Les dessins de Vasnetsov révèlent le trait caractéristique de son talent : la capacité de revivre encore et encore la « sensation de l’intérêt », s’exprimant dans une fixité particulière du regard et la pureté de la vision, lorsque l’on croit découvrir le monde pour la première fois. Il y a toujours dans cette découverte du monde une pointe d’étonnement, une naïveté du regard qui croit à ce qu’il voit, comme cela arrive dans l’enfance. Ceci caractérisait notamment le livre de Vasnetsov Le Marécage réalisé en collaboration avec l’écrivain Vitali Bianki. La vie mystérieuse, mouvante, du monde des marécages apparaît dans tous ses détails, avec beaucoup de relief, comme sous un verre grossissant. On estime à juste titre que Le Marécage de Vasnetsov est sa première grande réussite sur ce terrain, nouveau pour lui. Cette œuvre a montré l’attrait du peintre pour des solutions picturales saturées et des gammes de couleurs exhaustives.

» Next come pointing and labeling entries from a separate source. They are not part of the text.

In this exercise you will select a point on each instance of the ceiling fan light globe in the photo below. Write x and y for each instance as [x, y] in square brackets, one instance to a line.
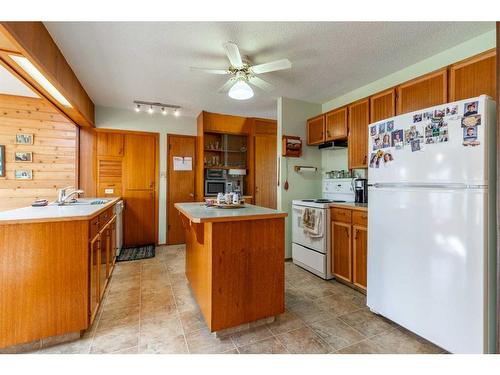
[240, 91]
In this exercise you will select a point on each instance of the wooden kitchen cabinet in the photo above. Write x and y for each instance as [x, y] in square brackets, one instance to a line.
[95, 261]
[383, 105]
[316, 130]
[336, 124]
[110, 144]
[358, 134]
[422, 92]
[349, 244]
[473, 77]
[341, 247]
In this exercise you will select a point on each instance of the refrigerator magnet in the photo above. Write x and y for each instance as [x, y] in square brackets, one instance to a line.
[415, 145]
[390, 126]
[470, 108]
[472, 120]
[470, 136]
[397, 139]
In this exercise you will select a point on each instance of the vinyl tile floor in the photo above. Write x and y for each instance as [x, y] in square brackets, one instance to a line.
[148, 308]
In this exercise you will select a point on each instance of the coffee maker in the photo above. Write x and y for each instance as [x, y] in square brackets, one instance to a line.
[361, 190]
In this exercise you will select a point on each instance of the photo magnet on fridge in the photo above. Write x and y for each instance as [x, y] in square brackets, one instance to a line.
[390, 126]
[397, 139]
[386, 140]
[470, 108]
[472, 120]
[470, 136]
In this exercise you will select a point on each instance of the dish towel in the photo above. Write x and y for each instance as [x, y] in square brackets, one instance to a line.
[311, 222]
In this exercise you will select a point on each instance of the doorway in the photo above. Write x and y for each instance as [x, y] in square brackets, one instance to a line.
[180, 181]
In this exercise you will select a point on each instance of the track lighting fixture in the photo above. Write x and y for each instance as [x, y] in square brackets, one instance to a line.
[151, 107]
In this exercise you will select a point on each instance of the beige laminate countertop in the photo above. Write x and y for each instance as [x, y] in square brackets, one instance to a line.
[53, 212]
[351, 206]
[199, 213]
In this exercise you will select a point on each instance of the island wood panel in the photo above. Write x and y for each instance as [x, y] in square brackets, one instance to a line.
[32, 304]
[34, 42]
[358, 134]
[54, 148]
[473, 77]
[247, 271]
[426, 91]
[383, 105]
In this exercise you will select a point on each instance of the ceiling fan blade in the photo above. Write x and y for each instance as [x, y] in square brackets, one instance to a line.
[210, 71]
[260, 83]
[233, 54]
[226, 86]
[271, 66]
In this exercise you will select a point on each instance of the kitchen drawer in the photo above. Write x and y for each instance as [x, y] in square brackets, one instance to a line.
[360, 218]
[109, 189]
[94, 227]
[105, 217]
[341, 214]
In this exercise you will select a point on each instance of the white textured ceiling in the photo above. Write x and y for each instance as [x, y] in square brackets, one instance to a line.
[11, 85]
[118, 62]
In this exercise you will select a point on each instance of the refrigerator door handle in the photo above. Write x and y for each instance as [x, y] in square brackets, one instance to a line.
[457, 186]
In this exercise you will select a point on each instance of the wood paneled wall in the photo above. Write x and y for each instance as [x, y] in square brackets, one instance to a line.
[54, 150]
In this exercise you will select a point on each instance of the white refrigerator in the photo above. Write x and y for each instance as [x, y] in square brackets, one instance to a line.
[431, 223]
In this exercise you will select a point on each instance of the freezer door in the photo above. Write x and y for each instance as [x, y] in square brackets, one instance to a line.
[426, 263]
[440, 162]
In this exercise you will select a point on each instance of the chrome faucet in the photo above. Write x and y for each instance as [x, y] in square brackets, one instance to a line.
[62, 197]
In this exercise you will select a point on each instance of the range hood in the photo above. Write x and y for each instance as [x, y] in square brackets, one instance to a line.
[333, 145]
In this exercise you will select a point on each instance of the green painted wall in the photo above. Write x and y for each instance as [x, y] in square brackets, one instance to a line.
[292, 117]
[462, 51]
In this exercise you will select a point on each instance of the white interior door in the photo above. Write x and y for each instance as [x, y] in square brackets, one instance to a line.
[426, 263]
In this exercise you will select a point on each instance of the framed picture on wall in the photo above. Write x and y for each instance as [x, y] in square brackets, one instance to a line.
[23, 174]
[23, 156]
[24, 139]
[2, 161]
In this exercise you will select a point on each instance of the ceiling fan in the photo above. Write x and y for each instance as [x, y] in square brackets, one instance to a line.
[243, 74]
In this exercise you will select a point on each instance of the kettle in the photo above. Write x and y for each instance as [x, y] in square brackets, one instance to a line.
[361, 190]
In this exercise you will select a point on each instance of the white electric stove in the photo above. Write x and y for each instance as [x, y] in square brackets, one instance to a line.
[313, 252]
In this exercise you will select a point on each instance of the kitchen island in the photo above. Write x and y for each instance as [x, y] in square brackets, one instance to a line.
[235, 262]
[55, 262]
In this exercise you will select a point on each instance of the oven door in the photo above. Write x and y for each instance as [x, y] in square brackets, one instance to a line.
[300, 237]
[214, 187]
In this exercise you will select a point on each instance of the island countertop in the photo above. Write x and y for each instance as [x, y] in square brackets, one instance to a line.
[54, 212]
[199, 213]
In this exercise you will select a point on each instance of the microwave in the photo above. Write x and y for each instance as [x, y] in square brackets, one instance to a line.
[215, 174]
[214, 187]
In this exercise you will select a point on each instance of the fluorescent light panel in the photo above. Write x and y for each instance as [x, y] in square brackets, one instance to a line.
[29, 68]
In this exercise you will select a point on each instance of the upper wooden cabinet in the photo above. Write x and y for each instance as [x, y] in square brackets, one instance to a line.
[383, 105]
[423, 92]
[336, 124]
[316, 130]
[109, 144]
[358, 134]
[473, 77]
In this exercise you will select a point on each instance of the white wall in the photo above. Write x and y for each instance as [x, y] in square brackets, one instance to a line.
[292, 116]
[124, 119]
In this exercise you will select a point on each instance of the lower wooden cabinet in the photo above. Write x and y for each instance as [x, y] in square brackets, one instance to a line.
[349, 244]
[102, 260]
[341, 247]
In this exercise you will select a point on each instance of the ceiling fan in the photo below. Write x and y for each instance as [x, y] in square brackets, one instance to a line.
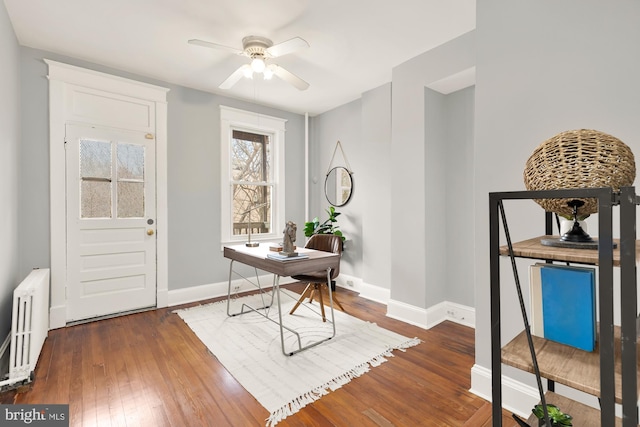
[260, 50]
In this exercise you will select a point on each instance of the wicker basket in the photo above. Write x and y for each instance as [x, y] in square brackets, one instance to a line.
[582, 158]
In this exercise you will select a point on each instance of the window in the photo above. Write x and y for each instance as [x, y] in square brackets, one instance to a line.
[97, 183]
[252, 153]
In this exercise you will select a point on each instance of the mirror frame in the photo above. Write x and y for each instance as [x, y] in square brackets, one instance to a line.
[326, 182]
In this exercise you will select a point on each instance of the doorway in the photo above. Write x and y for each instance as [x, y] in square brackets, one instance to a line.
[111, 242]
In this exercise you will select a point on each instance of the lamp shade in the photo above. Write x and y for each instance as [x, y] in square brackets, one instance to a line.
[583, 158]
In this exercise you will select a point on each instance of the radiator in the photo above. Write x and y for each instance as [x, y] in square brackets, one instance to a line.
[29, 323]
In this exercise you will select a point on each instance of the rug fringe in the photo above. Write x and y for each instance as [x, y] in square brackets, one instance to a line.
[301, 401]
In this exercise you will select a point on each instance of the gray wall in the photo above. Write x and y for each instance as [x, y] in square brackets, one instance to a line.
[9, 143]
[373, 185]
[340, 124]
[195, 256]
[448, 126]
[543, 67]
[363, 127]
[459, 121]
[418, 175]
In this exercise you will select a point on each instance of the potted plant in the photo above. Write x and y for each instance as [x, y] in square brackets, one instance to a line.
[329, 226]
[556, 416]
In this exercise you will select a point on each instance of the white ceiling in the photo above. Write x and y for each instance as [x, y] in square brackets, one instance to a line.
[354, 44]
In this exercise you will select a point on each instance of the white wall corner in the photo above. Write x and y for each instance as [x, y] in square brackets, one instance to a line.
[461, 314]
[430, 317]
[57, 317]
[517, 397]
[5, 345]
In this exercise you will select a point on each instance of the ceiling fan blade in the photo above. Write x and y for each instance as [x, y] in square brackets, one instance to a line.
[289, 77]
[215, 46]
[287, 47]
[234, 77]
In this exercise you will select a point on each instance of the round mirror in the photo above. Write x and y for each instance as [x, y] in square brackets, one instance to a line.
[338, 186]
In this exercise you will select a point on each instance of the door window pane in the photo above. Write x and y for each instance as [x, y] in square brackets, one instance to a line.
[130, 180]
[251, 209]
[95, 178]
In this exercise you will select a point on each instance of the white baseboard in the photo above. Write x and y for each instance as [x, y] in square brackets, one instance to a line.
[5, 346]
[430, 317]
[517, 397]
[365, 290]
[214, 290]
[424, 318]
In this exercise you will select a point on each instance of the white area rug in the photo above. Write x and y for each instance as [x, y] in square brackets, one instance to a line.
[249, 348]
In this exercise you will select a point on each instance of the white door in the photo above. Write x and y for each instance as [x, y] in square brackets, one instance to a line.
[111, 242]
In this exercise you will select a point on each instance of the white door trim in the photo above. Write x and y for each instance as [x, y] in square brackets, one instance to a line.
[63, 80]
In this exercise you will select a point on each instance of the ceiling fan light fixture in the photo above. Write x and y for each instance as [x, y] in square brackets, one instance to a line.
[258, 65]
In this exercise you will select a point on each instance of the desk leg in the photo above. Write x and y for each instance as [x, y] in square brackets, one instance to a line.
[242, 310]
[300, 347]
[333, 322]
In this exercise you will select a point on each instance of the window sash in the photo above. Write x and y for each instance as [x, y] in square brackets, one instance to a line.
[243, 124]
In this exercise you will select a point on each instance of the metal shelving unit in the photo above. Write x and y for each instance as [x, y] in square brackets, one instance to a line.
[626, 199]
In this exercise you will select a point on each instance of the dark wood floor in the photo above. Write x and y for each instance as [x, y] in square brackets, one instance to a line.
[149, 369]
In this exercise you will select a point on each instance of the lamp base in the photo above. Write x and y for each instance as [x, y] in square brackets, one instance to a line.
[559, 243]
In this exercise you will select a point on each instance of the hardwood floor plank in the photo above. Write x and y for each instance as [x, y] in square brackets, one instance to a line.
[150, 369]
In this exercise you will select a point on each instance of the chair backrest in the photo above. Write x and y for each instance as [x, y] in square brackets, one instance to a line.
[326, 243]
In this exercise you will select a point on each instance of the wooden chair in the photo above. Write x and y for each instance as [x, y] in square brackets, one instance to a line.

Dans la réalisation d’un grand nombre de ses livres, Ermolaïeva a travaillé en étroite collaboration avec les poètes du Groupement d’art réel : Alexandre Vvedenski, Nikolaï Zabolotski, Nikolaï Oleïnikov. L’esprit d’invention et l’humour qui caractérisent ses dessins se sont manifestés avec éclat dans l’illustration Ivan Ivanovitch le Samovar de Kharms. A travers une succession d’images Daniil Kharms brosse le tableau du thé familial dans lequel le rôle principal revient à un gros samovar ventru qui fait l’important et qui maigrit à la fin de cette cérémonie. Dans son dessin laconique et précis, soulignant les détails caractéristiques, Ermolaïeva parvient par son style à retrouver celui de Kharms, le rythme ludique et les intonations de ses vers :
On penchait, on penchait,
On penchait le samovar
Mais n’en sortait, n’en sortait
Qu’un jet de vapeur, peur, peur.
On penchait le samovar
Comme une armoire, moire, moire,
Mais n’en sortait, n’en sortait
Qu’une goutte par heure, heure, heure.
Ermolaïeva avait un don d’observation inépuisable. Les choses et les phénomènes les plus ordinaires de la vie quotidienne devenaient souvent des sujets de ses illustrations. Voici comment le peintre Sterligov se souvenait de cette particularité : « Un jour, dans les années vingt, nous descendions l’escalier en sortant de chez les Ender[69], où se réunissaient des poètes, des écrivains, des peintres Zabolotski, Matiouchine, Kharms, et d’autres. Vera Mikhaïlovna, s’appuyant sur ses béquilles[70], était sortie la dernière, et moi juste avant elle. Soudain, elle me dit : « Regardez, regardez, comme elle remue ses moustaches, tchouf, tchouf ! »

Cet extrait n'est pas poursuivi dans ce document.